For the change in total depression score we assessed non-inferiority of hypericum by a shifted t
test using the prespecified non-inferiority margin of 2.5 points and a global one sided type I error of α = 0.025. We used Fisher's combination test17
in the final analysis, where the null hypothesis can be rejected when the product of the P values from both study parts falls below cα
= 0.0038. An analogous approach consists of calculating the one sided repeated 97.5% confidence limit for the treatment difference adjusted for the interim analysis.18
If this confidence limit is completely above the non-inferiority margin δ = -2.5, hypericum would be judged to be not inferior to paroxetine.
According to applicable guidance19
we reserved the option of testing for superiority after establishing non-inferiority of hypericum. If the lower one sided 97.5% confidence limit lies above 0, hypericum can be considered superior to paroxetine. We replaced missing values by carrying the last observation forward. The primary analysis was based on the intention to treat analysis to mirror clinical practice. We also performed a per protocol analysis to demonstrate robustness of the trial result to the choice of the analysis set.19
All secondary efficacy and safety measures were analysed descriptively. For the Hamilton total score, we defined response as a decrease in total score of ≥ 50% from baseline and remission as a score ≤ 10 points at week six.

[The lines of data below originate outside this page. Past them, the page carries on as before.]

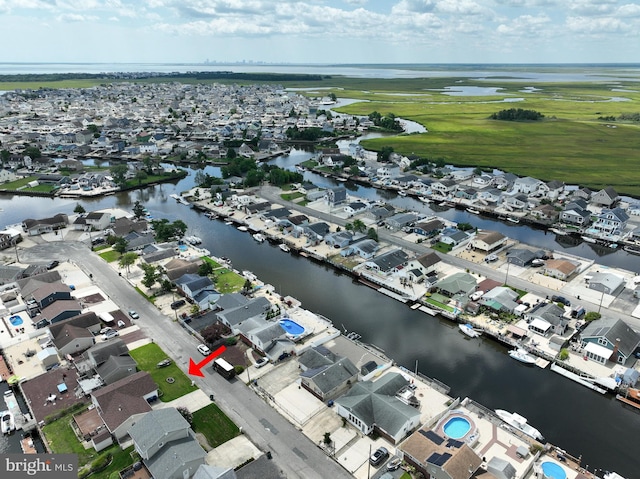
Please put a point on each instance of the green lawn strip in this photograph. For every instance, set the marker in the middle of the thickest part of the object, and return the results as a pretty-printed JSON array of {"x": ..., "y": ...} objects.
[
  {"x": 227, "y": 281},
  {"x": 148, "y": 357},
  {"x": 110, "y": 256},
  {"x": 211, "y": 422}
]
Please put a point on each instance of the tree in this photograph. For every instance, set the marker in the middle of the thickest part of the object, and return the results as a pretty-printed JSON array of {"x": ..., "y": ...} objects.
[
  {"x": 119, "y": 172},
  {"x": 127, "y": 259},
  {"x": 138, "y": 210},
  {"x": 120, "y": 245},
  {"x": 151, "y": 274}
]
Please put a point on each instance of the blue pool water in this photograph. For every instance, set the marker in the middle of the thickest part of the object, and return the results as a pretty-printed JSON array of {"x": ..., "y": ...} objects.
[
  {"x": 551, "y": 470},
  {"x": 291, "y": 327},
  {"x": 456, "y": 427}
]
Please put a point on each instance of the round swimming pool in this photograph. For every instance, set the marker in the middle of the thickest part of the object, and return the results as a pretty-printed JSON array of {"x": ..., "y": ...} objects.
[
  {"x": 456, "y": 427},
  {"x": 15, "y": 320},
  {"x": 551, "y": 470},
  {"x": 291, "y": 327}
]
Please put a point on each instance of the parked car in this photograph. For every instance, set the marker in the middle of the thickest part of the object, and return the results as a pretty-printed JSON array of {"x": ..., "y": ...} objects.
[
  {"x": 178, "y": 303},
  {"x": 379, "y": 456},
  {"x": 204, "y": 349},
  {"x": 261, "y": 362}
]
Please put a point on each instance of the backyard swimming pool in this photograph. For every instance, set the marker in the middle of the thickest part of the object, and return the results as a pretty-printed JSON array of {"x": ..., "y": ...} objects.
[
  {"x": 456, "y": 427},
  {"x": 15, "y": 320},
  {"x": 291, "y": 327},
  {"x": 551, "y": 470}
]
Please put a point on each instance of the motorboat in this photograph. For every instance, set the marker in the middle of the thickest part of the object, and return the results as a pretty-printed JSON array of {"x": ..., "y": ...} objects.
[
  {"x": 469, "y": 330},
  {"x": 284, "y": 247},
  {"x": 7, "y": 422},
  {"x": 518, "y": 422},
  {"x": 522, "y": 355}
]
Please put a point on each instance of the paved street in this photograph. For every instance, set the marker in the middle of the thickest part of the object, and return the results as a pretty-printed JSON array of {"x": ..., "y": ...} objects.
[{"x": 294, "y": 454}]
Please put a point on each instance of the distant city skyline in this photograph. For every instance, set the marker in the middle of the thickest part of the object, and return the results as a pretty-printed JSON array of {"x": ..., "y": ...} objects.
[{"x": 321, "y": 32}]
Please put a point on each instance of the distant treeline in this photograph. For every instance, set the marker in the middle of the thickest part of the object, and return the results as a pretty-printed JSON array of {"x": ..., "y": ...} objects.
[
  {"x": 220, "y": 75},
  {"x": 517, "y": 114}
]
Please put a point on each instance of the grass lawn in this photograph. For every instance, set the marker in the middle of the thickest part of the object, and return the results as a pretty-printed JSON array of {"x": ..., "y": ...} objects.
[
  {"x": 148, "y": 357},
  {"x": 62, "y": 439},
  {"x": 211, "y": 422},
  {"x": 227, "y": 281},
  {"x": 110, "y": 256}
]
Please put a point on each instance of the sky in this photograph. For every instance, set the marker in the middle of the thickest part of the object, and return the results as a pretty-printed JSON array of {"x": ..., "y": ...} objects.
[{"x": 321, "y": 31}]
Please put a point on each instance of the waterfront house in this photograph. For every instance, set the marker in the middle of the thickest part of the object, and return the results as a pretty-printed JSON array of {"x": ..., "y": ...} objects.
[
  {"x": 336, "y": 196},
  {"x": 365, "y": 248},
  {"x": 547, "y": 318},
  {"x": 560, "y": 268},
  {"x": 488, "y": 241},
  {"x": 611, "y": 222},
  {"x": 428, "y": 228},
  {"x": 373, "y": 406},
  {"x": 124, "y": 402},
  {"x": 605, "y": 282},
  {"x": 606, "y": 197},
  {"x": 442, "y": 458},
  {"x": 35, "y": 227},
  {"x": 453, "y": 236},
  {"x": 167, "y": 445},
  {"x": 610, "y": 339},
  {"x": 576, "y": 213},
  {"x": 523, "y": 257},
  {"x": 324, "y": 374}
]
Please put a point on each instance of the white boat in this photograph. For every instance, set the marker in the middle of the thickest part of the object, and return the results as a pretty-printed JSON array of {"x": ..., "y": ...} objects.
[
  {"x": 469, "y": 330},
  {"x": 522, "y": 355},
  {"x": 7, "y": 422},
  {"x": 520, "y": 423},
  {"x": 284, "y": 247}
]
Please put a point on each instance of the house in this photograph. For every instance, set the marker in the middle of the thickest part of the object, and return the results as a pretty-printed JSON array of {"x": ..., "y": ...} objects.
[
  {"x": 610, "y": 340},
  {"x": 453, "y": 236},
  {"x": 606, "y": 197},
  {"x": 336, "y": 196},
  {"x": 438, "y": 457},
  {"x": 560, "y": 268},
  {"x": 488, "y": 241},
  {"x": 523, "y": 257},
  {"x": 388, "y": 263},
  {"x": 124, "y": 403},
  {"x": 325, "y": 374},
  {"x": 45, "y": 225},
  {"x": 167, "y": 445},
  {"x": 500, "y": 298},
  {"x": 611, "y": 221},
  {"x": 373, "y": 406},
  {"x": 547, "y": 318},
  {"x": 607, "y": 283},
  {"x": 428, "y": 228}
]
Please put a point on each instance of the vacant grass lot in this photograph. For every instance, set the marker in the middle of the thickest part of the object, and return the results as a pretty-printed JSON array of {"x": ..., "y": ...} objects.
[
  {"x": 148, "y": 357},
  {"x": 571, "y": 144}
]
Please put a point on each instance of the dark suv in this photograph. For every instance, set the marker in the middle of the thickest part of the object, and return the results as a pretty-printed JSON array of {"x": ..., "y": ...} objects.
[{"x": 379, "y": 456}]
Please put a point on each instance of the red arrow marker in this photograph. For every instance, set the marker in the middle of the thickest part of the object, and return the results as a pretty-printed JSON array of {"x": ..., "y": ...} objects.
[{"x": 194, "y": 369}]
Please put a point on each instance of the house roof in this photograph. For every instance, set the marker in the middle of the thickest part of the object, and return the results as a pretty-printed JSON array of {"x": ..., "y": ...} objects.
[
  {"x": 124, "y": 398},
  {"x": 155, "y": 425},
  {"x": 374, "y": 403},
  {"x": 613, "y": 329}
]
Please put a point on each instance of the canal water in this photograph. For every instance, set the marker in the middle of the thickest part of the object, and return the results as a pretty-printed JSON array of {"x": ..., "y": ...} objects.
[{"x": 577, "y": 419}]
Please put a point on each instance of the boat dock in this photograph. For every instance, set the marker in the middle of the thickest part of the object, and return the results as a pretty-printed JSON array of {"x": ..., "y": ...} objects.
[{"x": 574, "y": 377}]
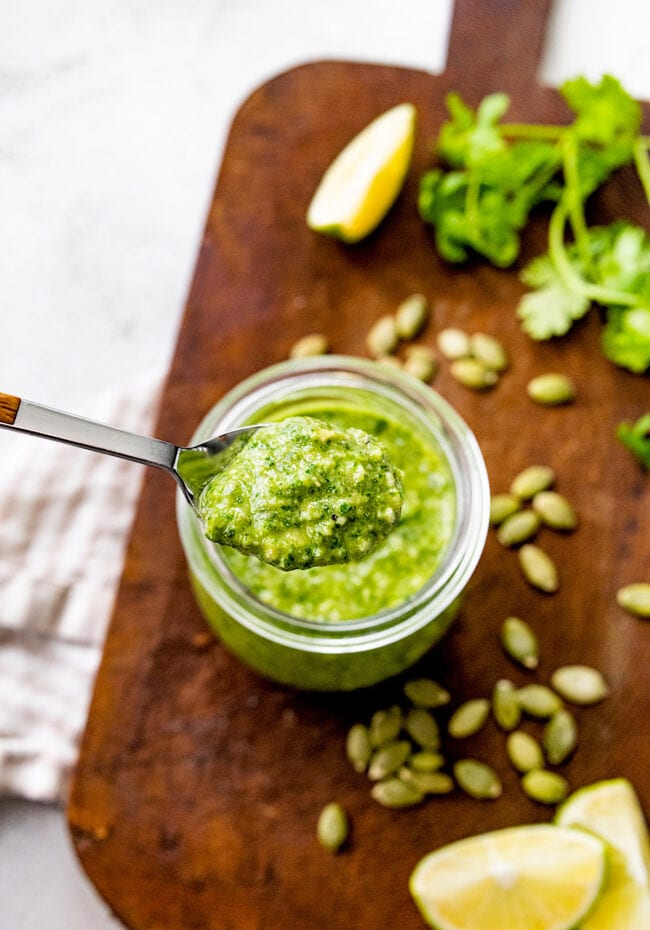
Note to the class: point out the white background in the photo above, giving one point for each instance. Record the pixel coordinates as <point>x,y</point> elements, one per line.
<point>113,117</point>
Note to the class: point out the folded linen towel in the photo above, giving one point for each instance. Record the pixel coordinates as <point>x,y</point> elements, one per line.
<point>65,516</point>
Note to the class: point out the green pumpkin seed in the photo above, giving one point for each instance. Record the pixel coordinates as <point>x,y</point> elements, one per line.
<point>469,718</point>
<point>473,374</point>
<point>358,747</point>
<point>333,827</point>
<point>551,389</point>
<point>531,480</point>
<point>538,568</point>
<point>453,343</point>
<point>424,692</point>
<point>580,684</point>
<point>489,351</point>
<point>635,599</point>
<point>519,642</point>
<point>506,708</point>
<point>395,793</point>
<point>544,786</point>
<point>411,316</point>
<point>555,511</point>
<point>477,779</point>
<point>503,506</point>
<point>524,751</point>
<point>518,528</point>
<point>560,737</point>
<point>421,726</point>
<point>427,782</point>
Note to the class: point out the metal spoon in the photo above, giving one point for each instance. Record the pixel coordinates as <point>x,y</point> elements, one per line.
<point>191,466</point>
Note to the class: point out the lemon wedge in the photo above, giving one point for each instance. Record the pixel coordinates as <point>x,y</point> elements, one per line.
<point>363,181</point>
<point>611,810</point>
<point>537,877</point>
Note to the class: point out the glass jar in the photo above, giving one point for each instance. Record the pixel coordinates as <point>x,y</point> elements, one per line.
<point>302,645</point>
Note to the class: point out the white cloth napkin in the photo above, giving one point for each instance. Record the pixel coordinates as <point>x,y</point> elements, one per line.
<point>65,515</point>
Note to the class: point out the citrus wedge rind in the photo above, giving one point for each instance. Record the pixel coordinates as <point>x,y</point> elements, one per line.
<point>363,181</point>
<point>539,877</point>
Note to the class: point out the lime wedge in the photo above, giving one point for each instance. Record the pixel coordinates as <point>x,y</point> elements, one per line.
<point>539,877</point>
<point>363,181</point>
<point>611,810</point>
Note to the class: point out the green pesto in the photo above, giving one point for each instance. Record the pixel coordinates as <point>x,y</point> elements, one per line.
<point>398,566</point>
<point>300,493</point>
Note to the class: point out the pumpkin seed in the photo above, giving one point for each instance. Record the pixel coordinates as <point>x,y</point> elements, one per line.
<point>427,782</point>
<point>489,351</point>
<point>477,779</point>
<point>524,751</point>
<point>538,700</point>
<point>358,747</point>
<point>506,708</point>
<point>382,338</point>
<point>388,759</point>
<point>333,827</point>
<point>423,729</point>
<point>538,568</point>
<point>312,344</point>
<point>411,316</point>
<point>453,343</point>
<point>635,598</point>
<point>424,692</point>
<point>395,793</point>
<point>544,786</point>
<point>560,736</point>
<point>518,528</point>
<point>503,506</point>
<point>531,480</point>
<point>473,374</point>
<point>520,642</point>
<point>551,389</point>
<point>554,510</point>
<point>580,684</point>
<point>469,718</point>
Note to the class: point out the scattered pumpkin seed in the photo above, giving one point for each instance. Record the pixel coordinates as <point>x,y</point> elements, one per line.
<point>395,793</point>
<point>489,351</point>
<point>312,344</point>
<point>635,599</point>
<point>411,316</point>
<point>473,374</point>
<point>524,751</point>
<point>333,827</point>
<point>388,759</point>
<point>503,506</point>
<point>538,700</point>
<point>424,692</point>
<point>560,736</point>
<point>538,568</point>
<point>453,343</point>
<point>469,718</point>
<point>358,747</point>
<point>531,480</point>
<point>520,642</point>
<point>544,786</point>
<point>551,389</point>
<point>518,528</point>
<point>477,779</point>
<point>506,708</point>
<point>580,684</point>
<point>382,338</point>
<point>555,511</point>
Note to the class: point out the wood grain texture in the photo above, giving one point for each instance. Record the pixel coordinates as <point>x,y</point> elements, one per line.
<point>199,784</point>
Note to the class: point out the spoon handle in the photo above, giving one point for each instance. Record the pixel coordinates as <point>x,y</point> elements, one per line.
<point>27,417</point>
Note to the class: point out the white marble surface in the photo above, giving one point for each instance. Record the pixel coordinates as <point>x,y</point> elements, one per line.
<point>113,115</point>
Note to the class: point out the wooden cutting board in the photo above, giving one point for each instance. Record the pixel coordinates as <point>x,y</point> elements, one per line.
<point>199,784</point>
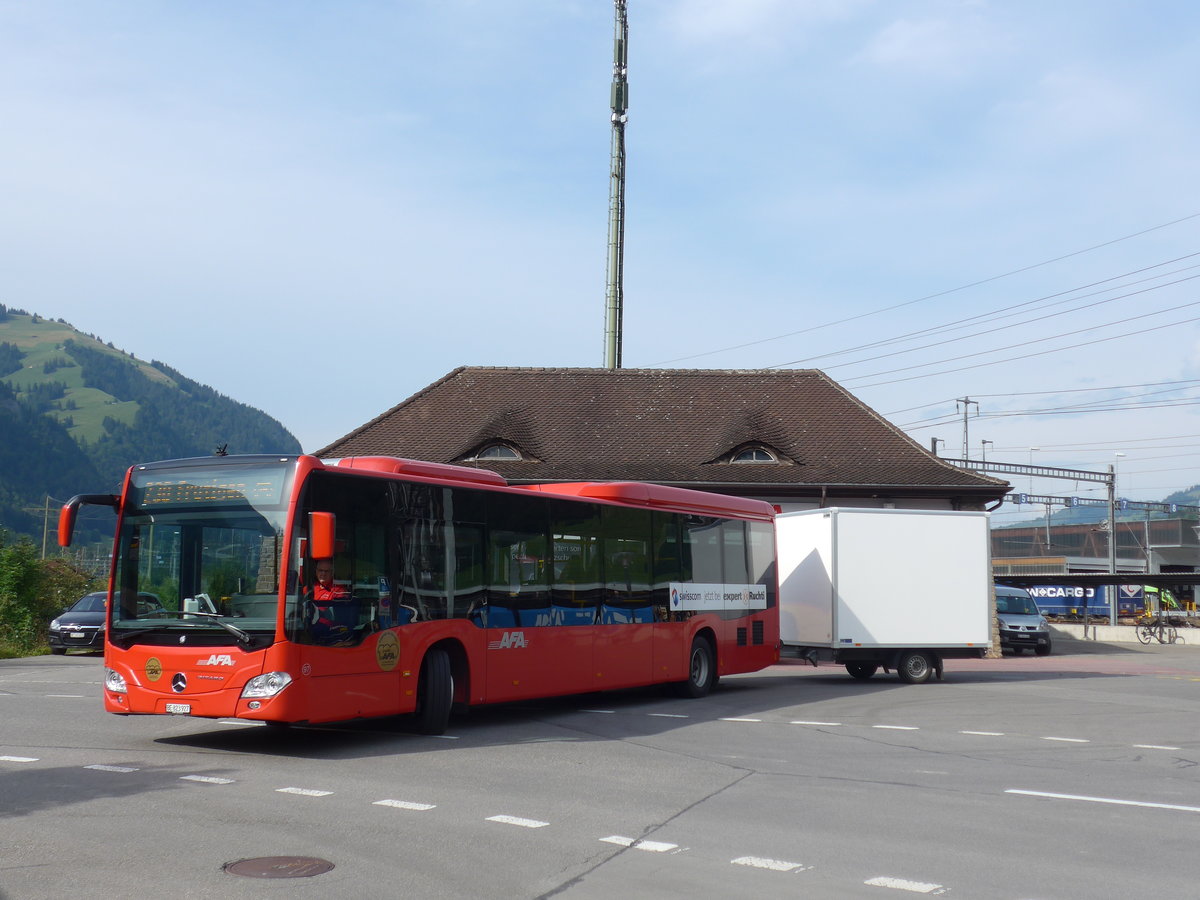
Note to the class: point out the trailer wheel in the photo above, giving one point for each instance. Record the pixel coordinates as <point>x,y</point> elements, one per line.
<point>435,693</point>
<point>915,667</point>
<point>862,670</point>
<point>701,671</point>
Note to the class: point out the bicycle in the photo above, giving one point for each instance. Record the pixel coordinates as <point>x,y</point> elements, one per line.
<point>1157,629</point>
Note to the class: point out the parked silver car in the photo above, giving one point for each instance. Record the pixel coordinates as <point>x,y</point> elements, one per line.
<point>1021,624</point>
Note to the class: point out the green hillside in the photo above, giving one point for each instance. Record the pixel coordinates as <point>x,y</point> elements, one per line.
<point>76,412</point>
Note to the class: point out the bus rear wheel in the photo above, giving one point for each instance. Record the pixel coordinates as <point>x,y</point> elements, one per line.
<point>435,693</point>
<point>701,670</point>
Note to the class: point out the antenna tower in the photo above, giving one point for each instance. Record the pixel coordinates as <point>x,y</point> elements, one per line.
<point>615,295</point>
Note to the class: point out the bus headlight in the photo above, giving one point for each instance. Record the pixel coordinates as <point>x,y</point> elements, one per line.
<point>267,685</point>
<point>115,682</point>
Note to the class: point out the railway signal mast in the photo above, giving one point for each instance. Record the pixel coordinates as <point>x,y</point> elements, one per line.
<point>615,293</point>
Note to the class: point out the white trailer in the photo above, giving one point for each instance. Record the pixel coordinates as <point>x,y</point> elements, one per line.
<point>891,588</point>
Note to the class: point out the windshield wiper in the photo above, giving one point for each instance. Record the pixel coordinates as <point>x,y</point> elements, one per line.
<point>244,640</point>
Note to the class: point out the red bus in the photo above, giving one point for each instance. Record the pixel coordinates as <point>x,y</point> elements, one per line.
<point>449,587</point>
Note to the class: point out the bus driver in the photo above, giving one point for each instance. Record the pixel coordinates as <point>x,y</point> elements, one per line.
<point>327,599</point>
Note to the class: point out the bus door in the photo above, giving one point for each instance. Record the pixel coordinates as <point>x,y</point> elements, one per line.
<point>533,648</point>
<point>349,652</point>
<point>623,651</point>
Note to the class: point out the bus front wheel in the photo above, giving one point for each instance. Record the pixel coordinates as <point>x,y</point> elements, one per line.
<point>701,670</point>
<point>435,693</point>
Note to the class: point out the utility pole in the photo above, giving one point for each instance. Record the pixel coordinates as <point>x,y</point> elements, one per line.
<point>615,295</point>
<point>966,408</point>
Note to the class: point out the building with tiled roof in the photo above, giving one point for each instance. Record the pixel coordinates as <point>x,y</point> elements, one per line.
<point>792,437</point>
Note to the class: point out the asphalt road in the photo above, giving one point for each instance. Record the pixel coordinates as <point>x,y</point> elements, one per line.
<point>1072,775</point>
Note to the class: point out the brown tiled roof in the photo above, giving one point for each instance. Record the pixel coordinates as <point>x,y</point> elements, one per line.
<point>671,426</point>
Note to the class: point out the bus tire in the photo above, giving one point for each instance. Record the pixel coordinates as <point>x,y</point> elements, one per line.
<point>862,670</point>
<point>701,670</point>
<point>435,693</point>
<point>915,667</point>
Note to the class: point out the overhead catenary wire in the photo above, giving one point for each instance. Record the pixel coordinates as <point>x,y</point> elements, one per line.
<point>934,295</point>
<point>1008,312</point>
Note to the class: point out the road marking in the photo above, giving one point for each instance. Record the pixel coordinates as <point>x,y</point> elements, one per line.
<point>917,887</point>
<point>633,843</point>
<point>303,791</point>
<point>775,865</point>
<point>406,804</point>
<point>517,821</point>
<point>1103,799</point>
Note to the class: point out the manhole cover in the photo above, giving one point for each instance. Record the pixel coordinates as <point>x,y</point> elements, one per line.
<point>279,867</point>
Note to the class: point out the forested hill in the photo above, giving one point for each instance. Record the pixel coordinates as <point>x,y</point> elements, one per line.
<point>75,413</point>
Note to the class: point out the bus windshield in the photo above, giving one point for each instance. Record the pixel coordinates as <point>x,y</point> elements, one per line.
<point>198,556</point>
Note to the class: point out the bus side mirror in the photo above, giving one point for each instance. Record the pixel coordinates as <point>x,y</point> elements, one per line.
<point>67,514</point>
<point>321,535</point>
<point>66,525</point>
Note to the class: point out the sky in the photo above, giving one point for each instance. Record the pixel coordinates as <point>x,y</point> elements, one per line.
<point>321,208</point>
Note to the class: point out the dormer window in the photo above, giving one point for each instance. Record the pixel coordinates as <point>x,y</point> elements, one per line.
<point>496,453</point>
<point>753,455</point>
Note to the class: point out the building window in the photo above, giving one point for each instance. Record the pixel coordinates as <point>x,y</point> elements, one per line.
<point>495,451</point>
<point>754,454</point>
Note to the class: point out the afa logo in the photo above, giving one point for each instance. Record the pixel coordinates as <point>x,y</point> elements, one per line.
<point>511,640</point>
<point>388,651</point>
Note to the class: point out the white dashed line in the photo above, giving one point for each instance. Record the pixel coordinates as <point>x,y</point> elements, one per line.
<point>634,844</point>
<point>1104,799</point>
<point>777,865</point>
<point>406,804</point>
<point>517,821</point>
<point>303,791</point>
<point>916,887</point>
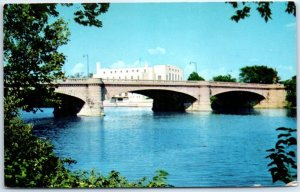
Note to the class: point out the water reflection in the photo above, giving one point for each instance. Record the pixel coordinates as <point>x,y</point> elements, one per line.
<point>237,111</point>
<point>196,148</point>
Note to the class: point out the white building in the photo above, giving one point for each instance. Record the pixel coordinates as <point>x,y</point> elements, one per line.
<point>158,72</point>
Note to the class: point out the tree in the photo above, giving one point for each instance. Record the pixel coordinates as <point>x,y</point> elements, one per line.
<point>263,8</point>
<point>283,166</point>
<point>258,74</point>
<point>195,77</point>
<point>290,86</point>
<point>224,78</point>
<point>33,34</point>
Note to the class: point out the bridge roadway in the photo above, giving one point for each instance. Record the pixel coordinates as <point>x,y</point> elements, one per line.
<point>86,96</point>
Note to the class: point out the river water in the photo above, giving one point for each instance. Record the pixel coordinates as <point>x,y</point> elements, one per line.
<point>197,149</point>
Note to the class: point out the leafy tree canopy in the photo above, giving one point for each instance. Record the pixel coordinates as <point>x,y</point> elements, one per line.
<point>258,74</point>
<point>224,78</point>
<point>243,9</point>
<point>195,77</point>
<point>32,62</point>
<point>290,86</point>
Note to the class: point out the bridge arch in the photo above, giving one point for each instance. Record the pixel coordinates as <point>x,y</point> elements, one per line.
<point>236,99</point>
<point>111,91</point>
<point>69,105</point>
<point>164,99</point>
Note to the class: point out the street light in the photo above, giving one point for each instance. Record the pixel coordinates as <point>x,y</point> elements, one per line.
<point>87,64</point>
<point>195,64</point>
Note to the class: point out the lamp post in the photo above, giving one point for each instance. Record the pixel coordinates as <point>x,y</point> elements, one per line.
<point>87,64</point>
<point>195,64</point>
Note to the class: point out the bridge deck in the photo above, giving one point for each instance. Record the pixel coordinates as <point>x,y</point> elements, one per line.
<point>170,83</point>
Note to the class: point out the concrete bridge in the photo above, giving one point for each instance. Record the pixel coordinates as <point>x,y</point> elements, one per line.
<point>86,96</point>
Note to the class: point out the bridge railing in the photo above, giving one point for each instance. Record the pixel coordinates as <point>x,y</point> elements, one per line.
<point>166,82</point>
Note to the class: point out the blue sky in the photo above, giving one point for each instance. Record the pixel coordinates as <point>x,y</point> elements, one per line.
<point>135,34</point>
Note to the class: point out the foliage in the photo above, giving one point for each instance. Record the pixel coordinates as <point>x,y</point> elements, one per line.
<point>93,179</point>
<point>283,166</point>
<point>195,77</point>
<point>290,86</point>
<point>224,78</point>
<point>33,34</point>
<point>258,74</point>
<point>31,162</point>
<point>263,8</point>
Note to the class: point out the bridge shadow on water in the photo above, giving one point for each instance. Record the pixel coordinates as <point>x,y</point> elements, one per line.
<point>236,111</point>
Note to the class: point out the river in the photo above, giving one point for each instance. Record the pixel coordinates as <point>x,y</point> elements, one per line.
<point>197,149</point>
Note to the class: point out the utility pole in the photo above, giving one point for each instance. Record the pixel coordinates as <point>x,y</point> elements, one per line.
<point>87,64</point>
<point>195,64</point>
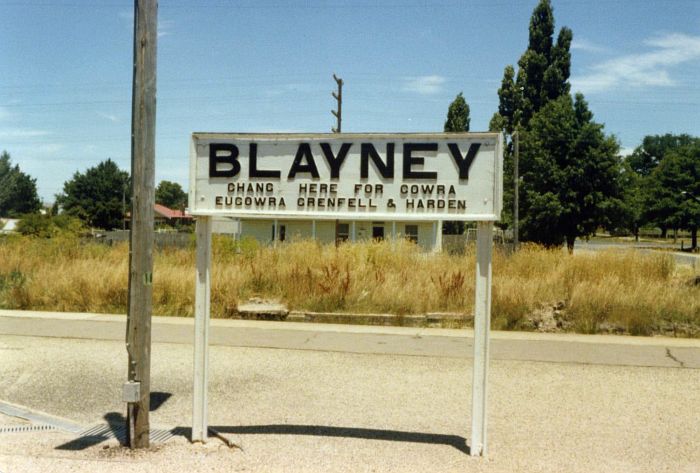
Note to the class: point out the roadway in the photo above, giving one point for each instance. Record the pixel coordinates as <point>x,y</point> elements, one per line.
<point>308,397</point>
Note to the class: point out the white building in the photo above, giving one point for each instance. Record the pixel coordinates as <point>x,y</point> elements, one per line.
<point>428,235</point>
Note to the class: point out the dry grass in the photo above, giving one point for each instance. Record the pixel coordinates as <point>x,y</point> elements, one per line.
<point>637,292</point>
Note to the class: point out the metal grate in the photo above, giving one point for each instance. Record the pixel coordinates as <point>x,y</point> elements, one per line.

We calculated the sample size for the first stage of the study until the interim analysis by assuming equal changes in depression score in each group with a common SD of 6 points. We needed 2×50 patients to attain 90% power for a one sided P value of P1 ≤ 0.20 in the interim analysis (trend towards non-inferiority of hypericum). The interim analysis resulted in a one sided P1 = 0.084 for the primary outcome measure so that the local type I error level for the second part of the trial was determined as cα/P1 = 0.045. Assuming a common SD of 6 points and equal means in both groups, we needed 2×75 patients to attain a power of 80% for the second stage of the trial, resulting in a total sample size of 2×125 patients.